I was reminded recently of the occasion when my son made his Cub Scout promise at our local scout and guide hut. Present at the hut on that evening was an elderly scout master, not so old that he was actually at the first scout camp at Brownsea Island in 1907 but he did have with him a traditional scout hat that was at this almost legendary event. The hat was not a particularly spectacular object in itself. Its importance lay in the fact that it was present at that moment when the scouting movement was born and as a result represented a continuous tradition stretching back well over a century. This set me in mind of the role of objects in representing an event, place, time or even all three.
As I have visited several Essex museums over the last year or so I have become aware of the importance of certain items in their collections in relation to this role which may be described as an ‘evocative object’. So, for example, the Southend Pier Museum has its Toast Rack train carriage which took passengers to the end of the pier from 1890 to 1949 and so represents much of that period of the 20th century when Southend was a leading holiday destination. Likewise at the Boxted Airfield Museum there is part of the fuselage of a B26 Marauder bomber, the plane that was flown by the US Airforce from the base during the Second World War.

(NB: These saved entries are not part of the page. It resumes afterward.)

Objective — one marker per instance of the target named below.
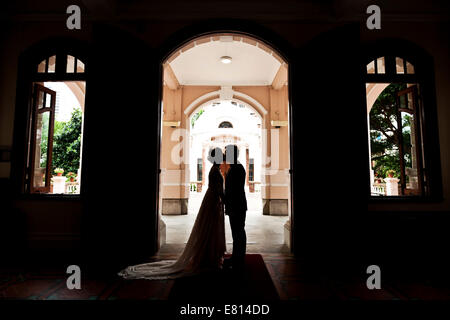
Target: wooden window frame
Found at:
(423, 76)
(37, 88)
(28, 77)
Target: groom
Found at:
(236, 206)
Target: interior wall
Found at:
(130, 240)
(175, 176)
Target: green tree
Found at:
(67, 142)
(196, 116)
(384, 133)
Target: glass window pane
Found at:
(40, 156)
(52, 64)
(381, 68)
(80, 66)
(409, 152)
(399, 65)
(41, 66)
(409, 68)
(403, 102)
(410, 101)
(371, 67)
(40, 102)
(48, 100)
(70, 64)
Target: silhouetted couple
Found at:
(206, 246)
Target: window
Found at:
(225, 124)
(199, 169)
(251, 169)
(395, 117)
(56, 126)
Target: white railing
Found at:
(72, 187)
(379, 189)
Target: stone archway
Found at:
(181, 100)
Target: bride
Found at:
(205, 248)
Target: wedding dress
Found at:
(205, 248)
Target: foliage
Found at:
(71, 175)
(384, 133)
(390, 172)
(67, 142)
(196, 116)
(59, 170)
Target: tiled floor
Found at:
(286, 271)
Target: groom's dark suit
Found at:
(236, 208)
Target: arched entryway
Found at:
(197, 76)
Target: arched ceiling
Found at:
(201, 65)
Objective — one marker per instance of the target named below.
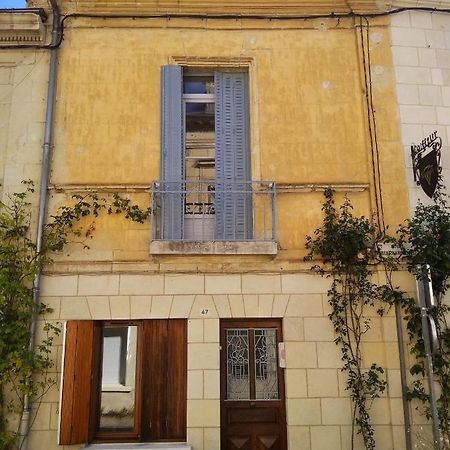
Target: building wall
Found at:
(309, 129)
(421, 52)
(23, 86)
(318, 406)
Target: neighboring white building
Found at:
(421, 53)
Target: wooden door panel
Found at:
(268, 442)
(251, 423)
(239, 443)
(165, 379)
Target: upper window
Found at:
(206, 188)
(124, 381)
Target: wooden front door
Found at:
(253, 413)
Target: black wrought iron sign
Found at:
(426, 159)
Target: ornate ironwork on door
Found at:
(252, 386)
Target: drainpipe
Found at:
(45, 171)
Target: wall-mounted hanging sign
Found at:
(426, 159)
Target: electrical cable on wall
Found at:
(218, 16)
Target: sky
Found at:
(12, 4)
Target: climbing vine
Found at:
(425, 239)
(349, 249)
(348, 246)
(25, 371)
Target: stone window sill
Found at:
(213, 248)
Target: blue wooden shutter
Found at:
(172, 153)
(233, 173)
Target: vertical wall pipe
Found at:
(45, 172)
(404, 385)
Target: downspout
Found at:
(45, 172)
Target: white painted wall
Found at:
(421, 54)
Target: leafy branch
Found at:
(25, 371)
(347, 246)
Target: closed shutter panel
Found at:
(172, 153)
(165, 380)
(76, 384)
(233, 172)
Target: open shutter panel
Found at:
(76, 384)
(233, 174)
(172, 157)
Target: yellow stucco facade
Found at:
(322, 111)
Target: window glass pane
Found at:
(193, 84)
(266, 367)
(200, 171)
(118, 378)
(238, 383)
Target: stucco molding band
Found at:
(286, 188)
(21, 28)
(213, 248)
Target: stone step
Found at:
(141, 446)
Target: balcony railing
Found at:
(210, 211)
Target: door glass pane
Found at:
(118, 381)
(238, 383)
(266, 367)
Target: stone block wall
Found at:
(318, 406)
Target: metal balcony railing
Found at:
(210, 211)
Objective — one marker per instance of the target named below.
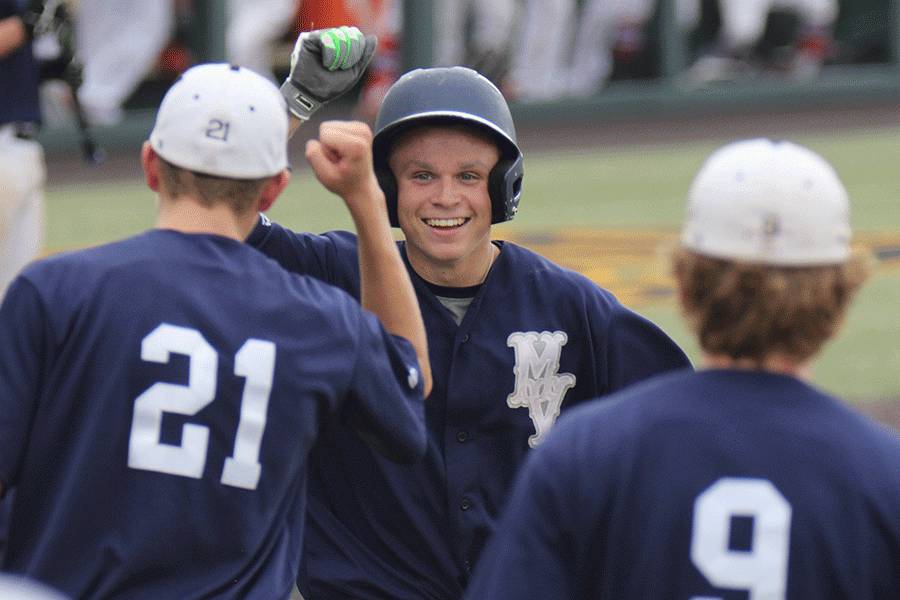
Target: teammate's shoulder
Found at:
(533, 269)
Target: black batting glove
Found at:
(39, 16)
(325, 63)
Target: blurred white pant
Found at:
(119, 43)
(254, 27)
(563, 54)
(744, 21)
(492, 26)
(22, 177)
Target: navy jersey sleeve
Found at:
(24, 340)
(330, 257)
(637, 349)
(388, 411)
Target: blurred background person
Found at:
(804, 41)
(567, 48)
(119, 42)
(22, 166)
(254, 28)
(475, 34)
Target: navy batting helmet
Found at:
(450, 95)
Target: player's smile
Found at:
(446, 223)
(443, 203)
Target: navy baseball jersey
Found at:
(536, 339)
(19, 99)
(158, 400)
(717, 484)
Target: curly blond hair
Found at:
(749, 311)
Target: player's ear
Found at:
(150, 162)
(273, 188)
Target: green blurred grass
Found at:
(630, 187)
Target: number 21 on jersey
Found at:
(255, 361)
(762, 570)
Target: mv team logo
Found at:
(539, 386)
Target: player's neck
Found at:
(467, 272)
(773, 363)
(189, 216)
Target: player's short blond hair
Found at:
(240, 194)
(750, 311)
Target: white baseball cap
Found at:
(775, 203)
(223, 120)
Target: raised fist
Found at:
(325, 63)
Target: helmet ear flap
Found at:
(505, 188)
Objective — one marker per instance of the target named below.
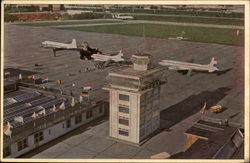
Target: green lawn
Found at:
(180, 12)
(192, 20)
(66, 23)
(199, 34)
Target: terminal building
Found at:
(35, 117)
(134, 101)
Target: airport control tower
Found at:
(134, 100)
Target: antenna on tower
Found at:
(144, 40)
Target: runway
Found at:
(181, 98)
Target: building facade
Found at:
(134, 101)
(34, 132)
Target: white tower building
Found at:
(134, 101)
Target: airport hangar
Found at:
(181, 98)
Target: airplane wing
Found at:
(107, 63)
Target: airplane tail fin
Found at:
(73, 44)
(120, 53)
(213, 62)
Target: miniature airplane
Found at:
(56, 46)
(90, 54)
(118, 16)
(106, 59)
(176, 65)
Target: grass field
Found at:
(198, 34)
(192, 20)
(67, 23)
(180, 12)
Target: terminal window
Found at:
(6, 151)
(38, 137)
(100, 110)
(78, 118)
(89, 114)
(68, 123)
(123, 109)
(123, 132)
(123, 97)
(123, 121)
(142, 132)
(22, 144)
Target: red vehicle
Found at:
(216, 109)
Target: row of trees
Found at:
(32, 8)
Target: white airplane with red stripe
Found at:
(107, 59)
(177, 65)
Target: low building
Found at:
(35, 117)
(73, 12)
(206, 140)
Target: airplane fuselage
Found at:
(176, 65)
(104, 58)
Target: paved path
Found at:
(87, 25)
(187, 24)
(156, 22)
(185, 16)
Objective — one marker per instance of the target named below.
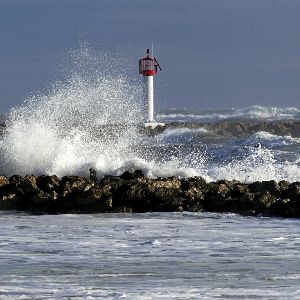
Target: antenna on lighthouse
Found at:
(148, 67)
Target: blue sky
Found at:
(214, 53)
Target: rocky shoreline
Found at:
(227, 128)
(133, 192)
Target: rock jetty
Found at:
(133, 192)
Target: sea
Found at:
(93, 118)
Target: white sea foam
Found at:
(270, 140)
(251, 112)
(258, 165)
(182, 135)
(92, 119)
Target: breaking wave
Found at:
(93, 118)
(269, 140)
(252, 112)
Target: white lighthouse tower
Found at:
(148, 67)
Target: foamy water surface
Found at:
(92, 119)
(148, 256)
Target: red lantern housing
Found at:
(148, 66)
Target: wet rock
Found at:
(292, 192)
(93, 175)
(127, 175)
(3, 181)
(48, 183)
(263, 186)
(70, 184)
(133, 192)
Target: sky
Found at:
(214, 53)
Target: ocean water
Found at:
(93, 119)
(149, 256)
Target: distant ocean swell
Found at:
(90, 120)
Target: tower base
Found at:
(154, 124)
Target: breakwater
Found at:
(133, 192)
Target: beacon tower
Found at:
(148, 67)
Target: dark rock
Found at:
(48, 183)
(127, 175)
(93, 175)
(72, 183)
(3, 181)
(265, 186)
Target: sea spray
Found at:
(92, 118)
(87, 120)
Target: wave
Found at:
(92, 119)
(269, 140)
(182, 135)
(252, 112)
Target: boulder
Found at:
(3, 181)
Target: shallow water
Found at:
(148, 256)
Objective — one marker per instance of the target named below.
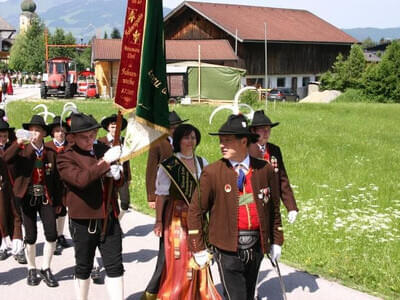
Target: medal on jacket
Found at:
(274, 163)
(264, 195)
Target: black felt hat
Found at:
(236, 125)
(174, 119)
(80, 122)
(38, 121)
(57, 122)
(113, 118)
(5, 126)
(260, 119)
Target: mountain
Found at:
(84, 18)
(374, 33)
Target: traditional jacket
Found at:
(83, 173)
(286, 193)
(10, 220)
(157, 154)
(23, 157)
(219, 195)
(126, 165)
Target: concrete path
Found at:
(139, 255)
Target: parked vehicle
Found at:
(283, 94)
(61, 79)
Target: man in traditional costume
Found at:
(241, 195)
(262, 126)
(35, 188)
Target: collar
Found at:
(58, 144)
(38, 151)
(245, 163)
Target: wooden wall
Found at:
(283, 58)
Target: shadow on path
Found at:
(272, 289)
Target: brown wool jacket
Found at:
(157, 154)
(23, 159)
(10, 220)
(286, 193)
(219, 196)
(126, 165)
(83, 175)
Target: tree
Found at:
(27, 53)
(115, 34)
(60, 38)
(382, 81)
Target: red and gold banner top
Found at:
(131, 53)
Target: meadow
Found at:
(343, 164)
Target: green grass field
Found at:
(343, 163)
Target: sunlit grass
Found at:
(343, 162)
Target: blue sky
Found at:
(341, 13)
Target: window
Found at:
(281, 82)
(306, 80)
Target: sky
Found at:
(341, 13)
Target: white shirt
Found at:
(245, 164)
(163, 182)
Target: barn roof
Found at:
(283, 25)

Indeed, sometimes the museum building itself is the ‘evocative object’ as is shown by the Jaywick Martello Tower constructed in 1809 to defend the Essex Coast from attack by Napoleon’s France.

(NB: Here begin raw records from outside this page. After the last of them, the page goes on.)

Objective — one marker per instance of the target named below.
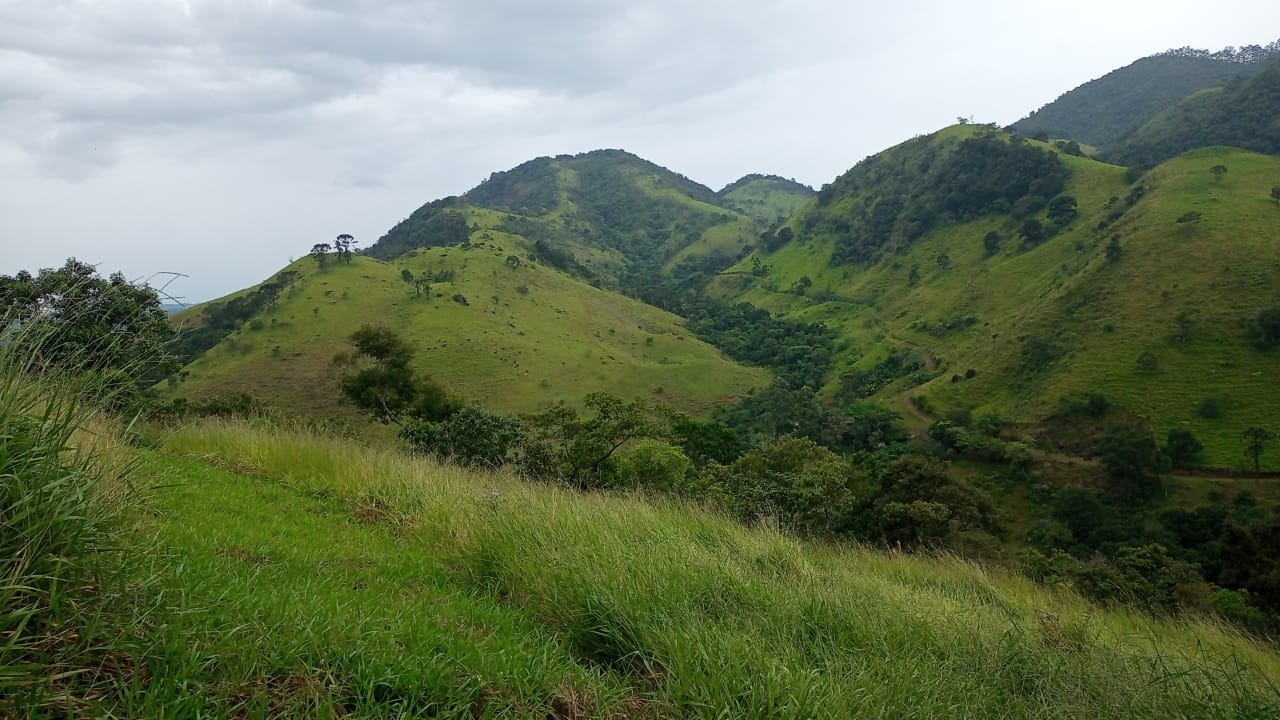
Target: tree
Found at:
(87, 323)
(579, 450)
(1032, 232)
(1133, 461)
(1255, 443)
(343, 246)
(1063, 209)
(991, 242)
(469, 437)
(795, 481)
(320, 253)
(387, 388)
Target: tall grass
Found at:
(696, 616)
(62, 479)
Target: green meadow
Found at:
(1157, 331)
(525, 337)
(302, 575)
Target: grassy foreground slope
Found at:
(524, 337)
(1157, 328)
(336, 579)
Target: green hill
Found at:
(607, 217)
(1107, 109)
(1159, 323)
(767, 199)
(1244, 113)
(513, 338)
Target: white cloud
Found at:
(222, 136)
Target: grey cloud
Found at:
(103, 73)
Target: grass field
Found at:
(307, 577)
(1180, 294)
(526, 337)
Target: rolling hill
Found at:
(1105, 110)
(607, 217)
(1244, 113)
(515, 338)
(767, 199)
(1157, 322)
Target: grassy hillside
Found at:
(1104, 110)
(334, 580)
(767, 199)
(1244, 113)
(524, 338)
(1157, 329)
(607, 215)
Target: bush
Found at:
(58, 577)
(657, 465)
(795, 481)
(469, 437)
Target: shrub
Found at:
(470, 437)
(58, 577)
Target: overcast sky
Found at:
(222, 137)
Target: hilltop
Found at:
(607, 217)
(1240, 114)
(1106, 110)
(493, 326)
(767, 199)
(950, 300)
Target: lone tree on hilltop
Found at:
(343, 246)
(1032, 232)
(320, 251)
(1255, 443)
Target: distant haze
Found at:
(219, 139)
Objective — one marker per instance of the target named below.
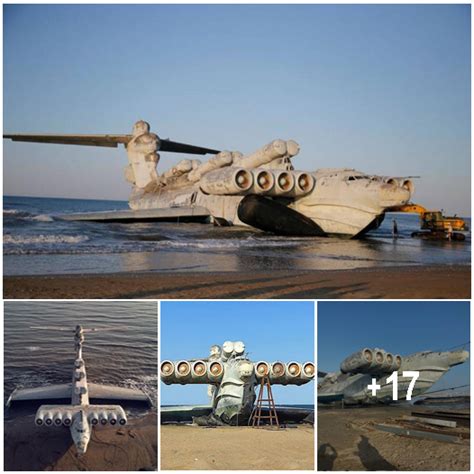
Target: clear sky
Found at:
(270, 330)
(384, 89)
(398, 327)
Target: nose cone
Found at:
(392, 195)
(81, 447)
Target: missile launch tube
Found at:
(275, 149)
(262, 368)
(182, 371)
(224, 158)
(292, 148)
(229, 180)
(358, 362)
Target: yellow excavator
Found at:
(434, 225)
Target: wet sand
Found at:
(129, 448)
(452, 282)
(347, 440)
(187, 447)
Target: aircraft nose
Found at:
(393, 195)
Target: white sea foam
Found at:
(10, 212)
(42, 218)
(44, 239)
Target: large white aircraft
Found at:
(261, 189)
(79, 415)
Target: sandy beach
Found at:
(129, 448)
(195, 447)
(453, 282)
(348, 440)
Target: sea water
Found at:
(36, 241)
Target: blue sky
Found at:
(270, 330)
(384, 89)
(398, 327)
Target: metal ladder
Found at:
(257, 417)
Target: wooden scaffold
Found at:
(257, 417)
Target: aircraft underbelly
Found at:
(338, 219)
(332, 216)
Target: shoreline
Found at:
(348, 440)
(401, 282)
(189, 447)
(132, 447)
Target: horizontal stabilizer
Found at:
(50, 392)
(112, 141)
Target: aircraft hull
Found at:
(342, 219)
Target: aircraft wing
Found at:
(112, 141)
(50, 392)
(186, 413)
(168, 145)
(107, 392)
(88, 140)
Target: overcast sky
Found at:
(384, 89)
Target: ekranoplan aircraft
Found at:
(350, 384)
(79, 416)
(261, 189)
(231, 378)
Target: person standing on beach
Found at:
(394, 229)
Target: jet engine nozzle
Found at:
(284, 183)
(167, 371)
(67, 419)
(262, 369)
(58, 419)
(293, 369)
(103, 418)
(229, 180)
(370, 361)
(304, 182)
(48, 418)
(264, 181)
(408, 185)
(199, 369)
(94, 418)
(215, 371)
(182, 371)
(309, 370)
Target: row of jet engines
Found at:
(59, 418)
(212, 371)
(371, 361)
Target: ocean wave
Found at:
(44, 239)
(24, 215)
(47, 244)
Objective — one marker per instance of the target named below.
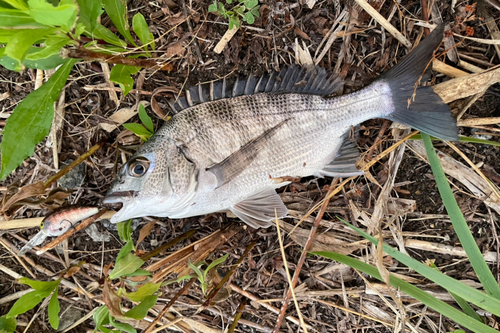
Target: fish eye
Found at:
(138, 167)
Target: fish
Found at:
(227, 143)
(57, 223)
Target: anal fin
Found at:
(344, 164)
(260, 209)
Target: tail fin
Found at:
(427, 113)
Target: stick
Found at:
(303, 256)
(383, 22)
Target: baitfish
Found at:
(227, 142)
(57, 223)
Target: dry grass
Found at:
(396, 199)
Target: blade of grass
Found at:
(479, 298)
(427, 299)
(460, 225)
(462, 139)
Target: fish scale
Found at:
(226, 142)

We are often told that it is audiences that are the most important for museums and it is certainly the case that a museum that does not receive any visitors is not exactly thriving. It is, of course, also essential to think about audience development to ensure that a museum is appealing to each successive generation and will not suddenly find that its audience is no longer visiting because of old age. Much good work is done by colleagues creating enjoyable, inspiring and educational events and activities at museums and out there in the community, but to my mind there has to be an emphasis on collections in all that we do. Without this we are forgetting what makes a museum special, real objects and their stories which have a remarkable power to impact on our lives.
As we start another year still coping with the Covid pandemic and all that it may mean for our activities it is worth reflecting on the ‘evocative objects’ in your collections. Is there one single item, like the scout hat, which has a special meaning for your local community? Does it relate to a famous person or event? Is this person or event still remembered or should it be better remembered? How can you raise its profile in your displays or online? These questions I hope might encourage you to review your collections and avoid the pitfall of familiarity in which we develop a form of ‘blindness’ to the exceptional because we see it every day.
I hope that you and your museum will have a successful 2022. Museums Essex, its trustees and your Museum Development Officer Beth Wilkey are all here to help you and are happy to answer any questions that you may have during the year.